August 2015 – Interrestrial: Exhibition of Interactive Ceramics

GetAttachment.aspx-6
Walking into Interrestrial, you could be forgiven for any initial confusion. An exhibition built on getting interactive with the artworks – and delicate ceramics at that – confronts all our expectations about how to experience art. Interrestrial asks the visitor to make, to identify, to re-arrange, discover, scratch at, walk among and consume its works.
The foyer of Nishi Gallery, New Acton, is dedicated to Community Vessels, 2015, by Richilde Flavell. In the piece, Flavell asks visitors to select raw clay pieces and shape them into miniature sculptures, which are then placed at a location of choice on the floor, where a large sketched outline of Canberra waits. Walking through this as giants, visitors move towards Verney Burness’ Moving Mountains, 2015, where we are immersed in the shattered remnants of mountain-scapes and fractured icebergs in miniature. These tactile delights are able to be glided and scratched across their plexiglass foundations, becoming new arrangements at the imagination of the visitor. In her practice, Burness photographs her arrangements, creating surreal worlds that reflect from glass and mirror surfaces.
Michelle Lim’s Memories in Motion, 2015, recall memories and sayings, as she invites the visitors to drink from her porcelain tumbler sets to reveal the hidden messages beneath, while Zoë Slee’s Embowered in Porcelain, 2015, arranges delicate bones of porcelain with wool and plum wood into arched, glorious bowers that draw the visitor into their natural pathways.
Isabelle Mackay-Sim completes the artists on display, with her Constructed Entities, 2015, showcasing a series of glazed sculptures that recall floral and organic artefacts. The textured parts are able to be layered and assembled into new combinations, creating alien plant life with excitingly rich surprises.

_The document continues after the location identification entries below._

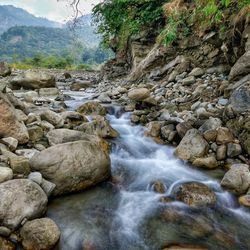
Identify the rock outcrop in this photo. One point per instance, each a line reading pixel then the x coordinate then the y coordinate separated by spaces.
pixel 86 164
pixel 39 234
pixel 21 199
pixel 10 126
pixel 34 79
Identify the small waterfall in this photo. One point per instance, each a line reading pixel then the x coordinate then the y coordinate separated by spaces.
pixel 128 215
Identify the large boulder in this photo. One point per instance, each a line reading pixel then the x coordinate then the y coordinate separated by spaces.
pixel 6 174
pixel 237 179
pixel 99 126
pixel 241 67
pixel 34 79
pixel 210 124
pixel 39 234
pixel 52 117
pixel 192 146
pixel 92 108
pixel 240 100
pixel 76 86
pixel 6 244
pixel 73 166
pixel 138 94
pixel 5 69
pixel 20 199
pixel 59 136
pixel 10 126
pixel 195 194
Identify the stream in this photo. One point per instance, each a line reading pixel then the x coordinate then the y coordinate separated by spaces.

As recent graduates from the ANU School of Art, the artists shown in Interrestrial have a refreshing vitality and willingness to challenge the professional art world. Not without the occasional unfortunate casualty, Interrestrial is an experimental exhibition experience that will draw in and challenge you to create alongside the artists. The muted colour palette and themes of memory, imagination, and natural beauty create a cohesive group of works within the striking, concrete mass of the Nishi Gallery. Interrestrial is an exhibition not to miss as we welcome in spring and the start of an exciting exhibition season in the nation’s capital.